15. 波紋をおこす
開館2年目を迎えた秋田市文化創造館のイベントの一つとして、大カタルバーを開催した。まだやるの?と言われながらも、懲りずに「スケボーと秋田のまち」をテーマに。
店主としての想いは、自分が語りたいというよりも、皆が一体どう考えているかを聞きたい。その一点につきる。
大カタルバーの当日は、夜も明けきらないうちに出張先・別府からの大移動。移動中、どうやってバーを回そうか考えようかと思ったが、溜まったメールやチャットの確認をしたり、出張報告をしたためたりするうちに秋田に着いてしまった。空港から文化創造館に向かう途中で昼ご飯をかきこみ、なんとか開始時間前に文化創造館に到着。

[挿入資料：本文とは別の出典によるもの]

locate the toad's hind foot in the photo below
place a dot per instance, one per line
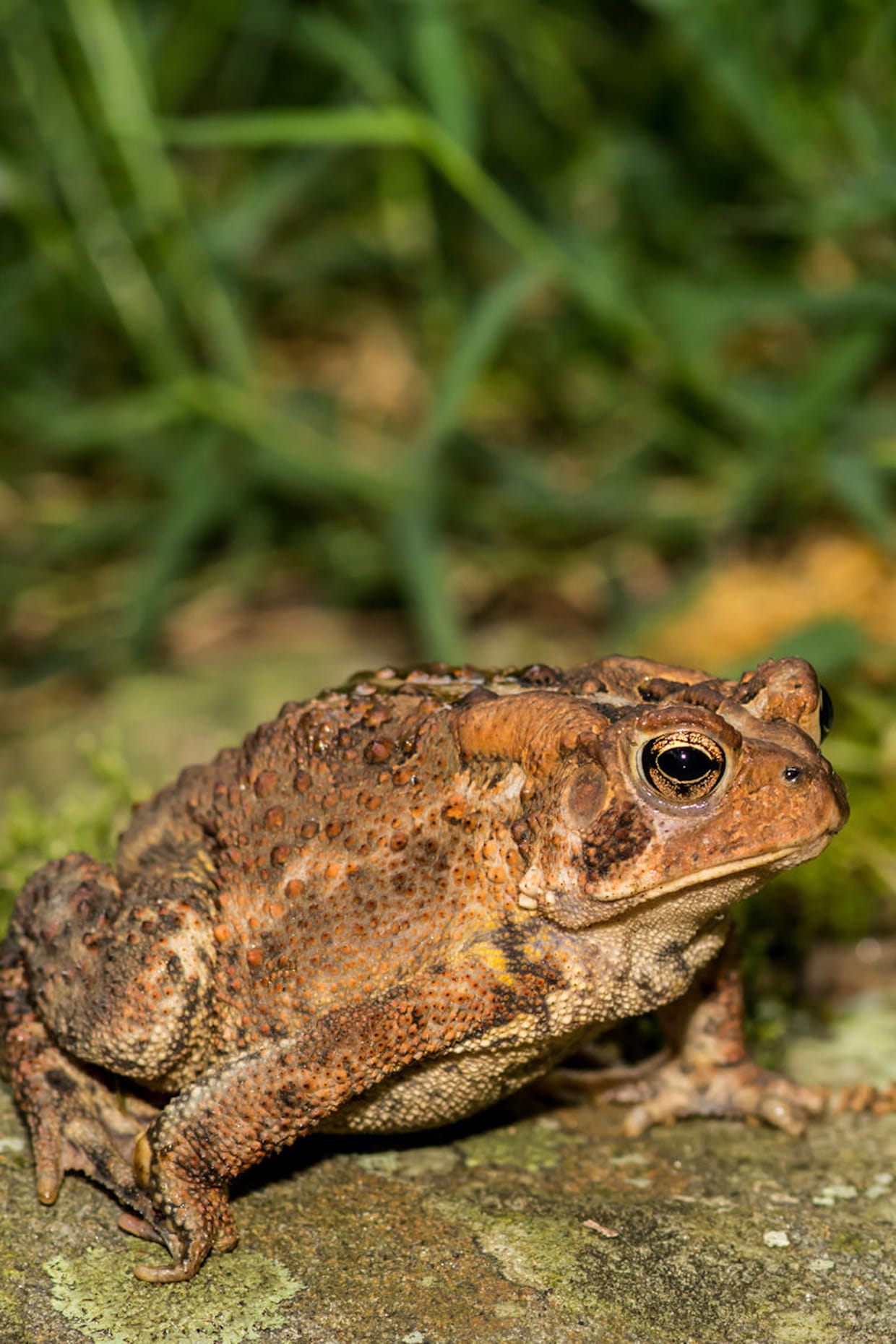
(668, 1087)
(77, 1121)
(736, 1090)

とりあえず用意してもらった模造紙と付箋に、これまでの経緯と現時点の悩みみたいなものをキーワードとして書き出して、5時間半の移動でこわばった体をストレッチしながら開店時間を待つ。
書き出したキーワード
「すべての人に場をひらく」
「許容」
「苦情」
「偏見」
「事故等のリスク」
「許可制」
「キックアウト」
「どうすればいい?」
13時20分から、1時間のセッションを2回。
どちらのセッションにおいても、集まった方からたくさんのインプットをいただいた。まるでわんこそばのように、次から次にインプットが注がれるために、咀嚼が追いつかない。

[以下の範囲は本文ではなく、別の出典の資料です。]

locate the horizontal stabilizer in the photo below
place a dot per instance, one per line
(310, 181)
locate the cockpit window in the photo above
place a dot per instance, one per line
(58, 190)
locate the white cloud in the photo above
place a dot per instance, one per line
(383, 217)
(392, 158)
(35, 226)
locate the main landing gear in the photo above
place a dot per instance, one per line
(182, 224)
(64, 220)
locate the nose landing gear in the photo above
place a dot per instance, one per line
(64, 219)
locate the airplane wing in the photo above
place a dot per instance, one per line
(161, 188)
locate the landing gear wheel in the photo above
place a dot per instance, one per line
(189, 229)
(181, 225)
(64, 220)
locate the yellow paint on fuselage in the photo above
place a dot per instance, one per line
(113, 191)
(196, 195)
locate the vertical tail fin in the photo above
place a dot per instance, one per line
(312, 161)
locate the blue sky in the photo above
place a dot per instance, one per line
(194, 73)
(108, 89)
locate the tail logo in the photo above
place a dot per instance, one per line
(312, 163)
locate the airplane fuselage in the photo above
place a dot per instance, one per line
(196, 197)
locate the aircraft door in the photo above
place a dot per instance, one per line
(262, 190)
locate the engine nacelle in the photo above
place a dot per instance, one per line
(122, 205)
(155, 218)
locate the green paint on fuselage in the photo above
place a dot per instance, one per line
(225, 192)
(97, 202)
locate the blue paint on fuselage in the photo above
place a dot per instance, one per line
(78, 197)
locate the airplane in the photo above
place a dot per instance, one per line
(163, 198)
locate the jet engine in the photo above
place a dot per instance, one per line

振返り、整理を試みると、2回のセッションの中でいただいたインプットには、大きく2つの種類があるのではないか。
1つ目は、利用者として、または関係者(関係の深度はさまざま)の視点からみた文化創造館の役割や機能の認識について。2つ目は、その役割や機能を発揮・維持するためにやった方が良いことのアイデアや事例について。
文化創造館の役割・機能
これは「中の人」である私にとって、利用者や関係者が文化創造館をどう認識しているかを知ることのできる、非常に興味深いインプットだった。
波紋をおこす場
議論をつづける場
広場または原っぱ(vs 公園またはパーク)
寛容性を高める場
自立し、自治する力を獲得する場
寛容性を高めるために、カテゴライズできないもの(既存の価値観やこれまでの”常識”に収まらないもの)への向き合い方を学ぶことや、他者のことを考える想像力を育むこと、異なる世代や属性間の横のつながりや出会いをつくることができる場という意見をいただいた。
役割や機能を発揮・維持するためにやった方が良いこと
こちらも、この先いったいどうすればよいのか思案しつづけている私(たち)にとっては、有益なインプットであった。

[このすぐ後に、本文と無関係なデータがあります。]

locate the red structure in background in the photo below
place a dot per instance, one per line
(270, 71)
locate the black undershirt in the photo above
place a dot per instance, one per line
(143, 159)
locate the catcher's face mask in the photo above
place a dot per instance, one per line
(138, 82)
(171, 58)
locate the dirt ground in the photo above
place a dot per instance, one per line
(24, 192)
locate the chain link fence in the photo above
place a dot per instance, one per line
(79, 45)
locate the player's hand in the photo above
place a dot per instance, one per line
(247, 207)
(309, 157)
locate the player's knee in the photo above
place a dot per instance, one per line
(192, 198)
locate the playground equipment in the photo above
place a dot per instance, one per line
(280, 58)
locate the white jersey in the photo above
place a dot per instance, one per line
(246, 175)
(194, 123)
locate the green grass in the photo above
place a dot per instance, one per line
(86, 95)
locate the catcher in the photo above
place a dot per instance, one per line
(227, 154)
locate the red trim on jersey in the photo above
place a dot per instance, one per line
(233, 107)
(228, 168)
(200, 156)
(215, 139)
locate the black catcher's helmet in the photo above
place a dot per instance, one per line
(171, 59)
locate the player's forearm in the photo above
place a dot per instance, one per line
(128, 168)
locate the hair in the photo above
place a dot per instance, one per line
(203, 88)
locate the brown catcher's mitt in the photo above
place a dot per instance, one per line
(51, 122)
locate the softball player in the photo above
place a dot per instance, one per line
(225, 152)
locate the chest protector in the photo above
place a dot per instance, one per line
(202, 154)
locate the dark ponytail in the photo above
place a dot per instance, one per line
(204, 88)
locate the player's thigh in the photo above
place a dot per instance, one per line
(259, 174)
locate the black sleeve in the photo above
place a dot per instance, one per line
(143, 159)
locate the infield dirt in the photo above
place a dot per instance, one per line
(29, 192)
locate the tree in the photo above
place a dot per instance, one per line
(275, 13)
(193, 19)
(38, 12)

カオスや多様性を容認するためのマネジメントを機能させること
スタッフが議論や交渉をファシリテーションすること
理論武装や街に対する明確なステイトメント、仕組み化も必要
当事者でない人も共感し、巻き込むような成功体験をつくること
柔軟で更新可能なルールメイキングをすること
なかでも背中を押されたのが、「文化創造館は波紋をおこす場」であるという、地元の方の言葉。
私たちからの問いかけで、波紋がおこり、それを受け取った人たちが思考し、アクションをおこすきっかけをつくれないか、と常々考えてはいた。しかし、これまでの状況をみると、高飛び込みの大会でメダル争いを繰り広げるくらい、波紋はほとんど起こっていない実感があったのも事実である。
大カタルバーで得たインプットを振り返り、整理しつつも、そんなことを考えていたところ、おこした波紋への応答(らしきもの)が届きはじめた。